The market is never too high to long or too low to short. If you feel that you are always hesitating to pull the trigger because the market is overbought or oversold, dont be, because trend followers are doing what you are afraid of, longing into the highs and shorting into the lows. Check out this video here. If you are a trend follower, you will not pay much attention to support and resistance. And more often than not, you will be trading right into these levels when other traders are doing the opposite. And to be honest that is not wrong at all.

If you have a trading plan that tells you to short at resistance or long at support, with pre-defined stop loss then I would say its a good trade. But would you consider doing the opposite after being stopped out? If its a no, then I suppose you feel that price is over bought on wheat or oversold on crude oil. And this is something I want to get across to you, price is never too high to long or too low to short.

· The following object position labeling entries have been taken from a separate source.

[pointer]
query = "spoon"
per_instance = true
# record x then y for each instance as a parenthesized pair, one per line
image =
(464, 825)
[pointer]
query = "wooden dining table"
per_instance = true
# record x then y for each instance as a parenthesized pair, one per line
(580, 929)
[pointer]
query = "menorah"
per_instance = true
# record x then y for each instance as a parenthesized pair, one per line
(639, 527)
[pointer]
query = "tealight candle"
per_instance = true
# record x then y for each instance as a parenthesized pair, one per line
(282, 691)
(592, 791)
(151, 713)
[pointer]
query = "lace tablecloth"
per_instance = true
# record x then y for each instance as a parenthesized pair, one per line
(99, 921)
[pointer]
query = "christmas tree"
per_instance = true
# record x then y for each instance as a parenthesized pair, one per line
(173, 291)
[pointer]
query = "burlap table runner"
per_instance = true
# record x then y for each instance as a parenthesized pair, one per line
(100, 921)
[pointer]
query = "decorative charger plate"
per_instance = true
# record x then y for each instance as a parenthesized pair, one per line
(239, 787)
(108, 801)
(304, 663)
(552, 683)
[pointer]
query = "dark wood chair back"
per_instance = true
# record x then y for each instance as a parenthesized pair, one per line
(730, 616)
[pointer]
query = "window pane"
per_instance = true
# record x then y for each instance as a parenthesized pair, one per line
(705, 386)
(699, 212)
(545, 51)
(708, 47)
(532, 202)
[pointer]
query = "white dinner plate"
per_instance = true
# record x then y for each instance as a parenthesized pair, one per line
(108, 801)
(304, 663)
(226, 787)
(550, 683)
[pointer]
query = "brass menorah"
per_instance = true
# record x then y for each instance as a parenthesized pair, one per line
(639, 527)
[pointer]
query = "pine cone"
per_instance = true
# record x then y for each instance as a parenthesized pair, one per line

Dont predict how high or how low the markets can go, it doesnt care what you or I think. It simply goes where it wants to, determined by the mass psychology of the players in the market.


Accept that fact. And this is what trend following is all about. We follow the trend! I dont predict how high the markets can go or how low it can drop. If price is trading higher, I will look to long. Likewise if price is trading lower, I will look to short. Multi-year highs or lows, Im still coming for you. Try This! Every time you have a hunch that the market will reverse, jot it down on paper. After 30 attempts, look back at how accurate your prediction is.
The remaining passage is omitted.